Aku melepas kuncian-kuncian di beberapa sendi dan mengalirkan tenaga dalam ke tangan. Pembuluh tanganku yang biasanya tidak pernah terlihat, kini menampakkan wujudnya. Getaran yang semula berada di perut bagian bawah, kini berpindah ke tangan.

Latihan seperti ini harus diulang-ulang, kata Vincent, hingga kami dapat mengalirkan tenaga dalam ke bagian manapun yang kami kehendaki dengan instan. Kami harus benar-benar fokus menjalani langkah demi langkah, agar nantinya kami dapat melakukannya bahkan tanpa perlu berpikir atau autopilot.

"Sekarang coba pukul kayu ini dengan tenaga dalam terpusat di tanganmu." Ivan memberikan instruksi.

Tadi kami meminta beberapa potong kayu bakar dari dapur kantin untuk latihan. Kami sepakat untuk mengisi waktu kami dengan berlatih tenaga dalam, sebelum makan siang. Aku tidak tahu apakah lebih tepat disebut sarapan atau makan siang. Setiap pagi kami tidak makan agar bisa berhemat. Di pagi hari, otak kami dibuat babak belur oleh Andy dan siangnya fisik kami dibuat babak belur oleh Ivan.

"AWWW!!" Aku mengerang kesakitan setelah memukul kayu yang dipegang Ivan.
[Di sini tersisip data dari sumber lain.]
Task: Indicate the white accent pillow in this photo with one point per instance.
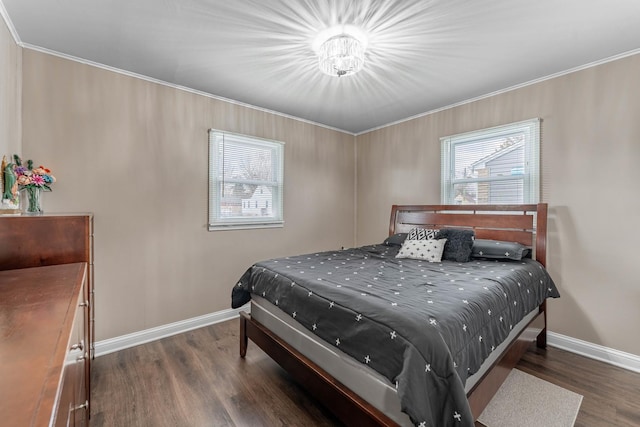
(428, 250)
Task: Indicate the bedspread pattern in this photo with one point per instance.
(425, 326)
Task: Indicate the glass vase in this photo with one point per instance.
(33, 200)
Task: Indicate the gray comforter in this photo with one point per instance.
(425, 326)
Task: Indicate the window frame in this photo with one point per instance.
(217, 140)
(531, 173)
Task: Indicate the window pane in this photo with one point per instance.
(489, 158)
(492, 166)
(245, 181)
(242, 201)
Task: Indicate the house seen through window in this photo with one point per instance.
(499, 165)
(245, 181)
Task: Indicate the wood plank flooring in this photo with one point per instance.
(197, 379)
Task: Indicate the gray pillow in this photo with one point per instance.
(395, 240)
(422, 234)
(459, 243)
(498, 249)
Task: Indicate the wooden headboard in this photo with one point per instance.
(525, 224)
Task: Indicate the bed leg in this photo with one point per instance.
(541, 340)
(244, 339)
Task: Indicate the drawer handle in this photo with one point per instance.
(84, 406)
(78, 346)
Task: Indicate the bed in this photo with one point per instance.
(381, 340)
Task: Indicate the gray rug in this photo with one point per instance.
(526, 401)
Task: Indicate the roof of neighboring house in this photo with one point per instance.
(497, 154)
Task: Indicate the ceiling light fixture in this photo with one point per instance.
(340, 50)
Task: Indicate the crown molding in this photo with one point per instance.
(509, 89)
(175, 86)
(9, 24)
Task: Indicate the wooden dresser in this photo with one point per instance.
(44, 347)
(51, 240)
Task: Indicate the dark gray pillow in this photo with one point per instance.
(459, 243)
(395, 240)
(422, 234)
(498, 249)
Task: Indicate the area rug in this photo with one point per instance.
(526, 401)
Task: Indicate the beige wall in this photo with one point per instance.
(590, 171)
(135, 153)
(10, 99)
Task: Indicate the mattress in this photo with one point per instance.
(367, 383)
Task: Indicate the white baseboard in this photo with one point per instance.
(131, 340)
(594, 351)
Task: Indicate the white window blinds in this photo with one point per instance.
(499, 165)
(245, 181)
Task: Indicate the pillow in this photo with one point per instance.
(422, 234)
(395, 240)
(428, 250)
(498, 249)
(459, 243)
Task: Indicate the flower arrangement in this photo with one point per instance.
(33, 181)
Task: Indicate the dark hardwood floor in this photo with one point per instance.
(198, 379)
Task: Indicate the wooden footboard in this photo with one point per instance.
(345, 404)
(351, 408)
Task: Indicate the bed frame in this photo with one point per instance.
(526, 224)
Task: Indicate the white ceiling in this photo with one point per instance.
(423, 55)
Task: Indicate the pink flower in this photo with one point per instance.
(37, 180)
(23, 180)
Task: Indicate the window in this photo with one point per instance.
(245, 181)
(499, 165)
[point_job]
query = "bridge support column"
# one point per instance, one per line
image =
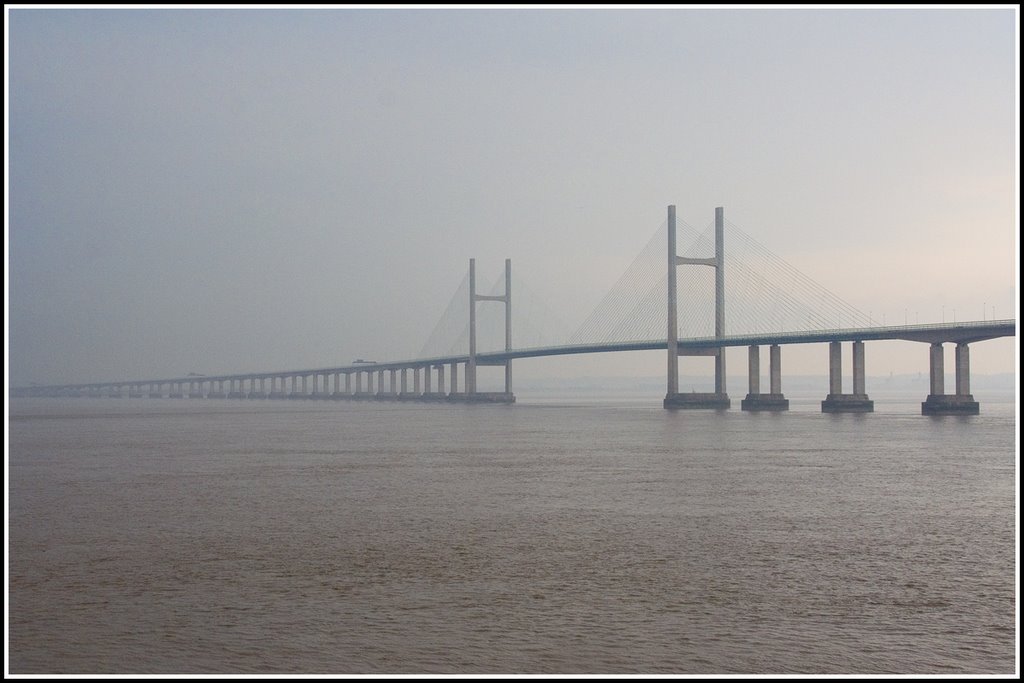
(756, 400)
(471, 394)
(720, 398)
(942, 403)
(837, 401)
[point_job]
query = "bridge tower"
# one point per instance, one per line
(472, 394)
(720, 398)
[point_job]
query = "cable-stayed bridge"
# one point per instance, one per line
(689, 292)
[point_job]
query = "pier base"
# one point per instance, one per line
(949, 404)
(847, 402)
(483, 397)
(695, 400)
(775, 402)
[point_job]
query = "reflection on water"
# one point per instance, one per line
(550, 537)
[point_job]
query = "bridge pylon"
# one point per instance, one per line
(472, 395)
(720, 398)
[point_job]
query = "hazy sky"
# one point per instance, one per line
(223, 190)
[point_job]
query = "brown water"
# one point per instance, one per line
(155, 536)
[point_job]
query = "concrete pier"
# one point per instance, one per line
(963, 401)
(837, 401)
(755, 400)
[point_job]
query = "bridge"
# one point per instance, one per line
(771, 295)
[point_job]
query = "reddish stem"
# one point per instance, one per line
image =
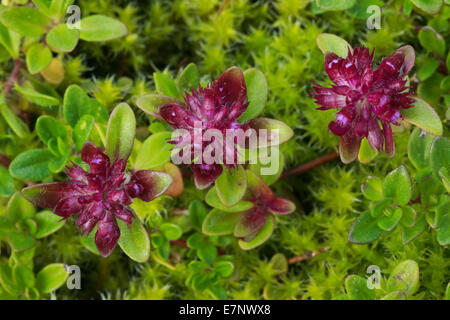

Ivan tertawa melihat aku mengibas-ngibaskan tanganku yang kesakitan. Meski tertawa, dia tidak berkomentar apa-apa. Sedangkan kayu yang kupukul masih utuh. Tidak retak sedikitpun.

"Meski aku sudah bisa mengalirkan tenaga dalam ke tangan agar tidak sakit, ketika tanganku digerakkan, fokusku buyar. Susah sekali menahan tenaga dalam di tangan sambil bergerak."

"Hmm, sepertinya susah ya? Ivo, bagaimana caramu bisa melakukannya?" Jeff yang sudah lemas belajar ilmu kebal, bertanya pada Ivo.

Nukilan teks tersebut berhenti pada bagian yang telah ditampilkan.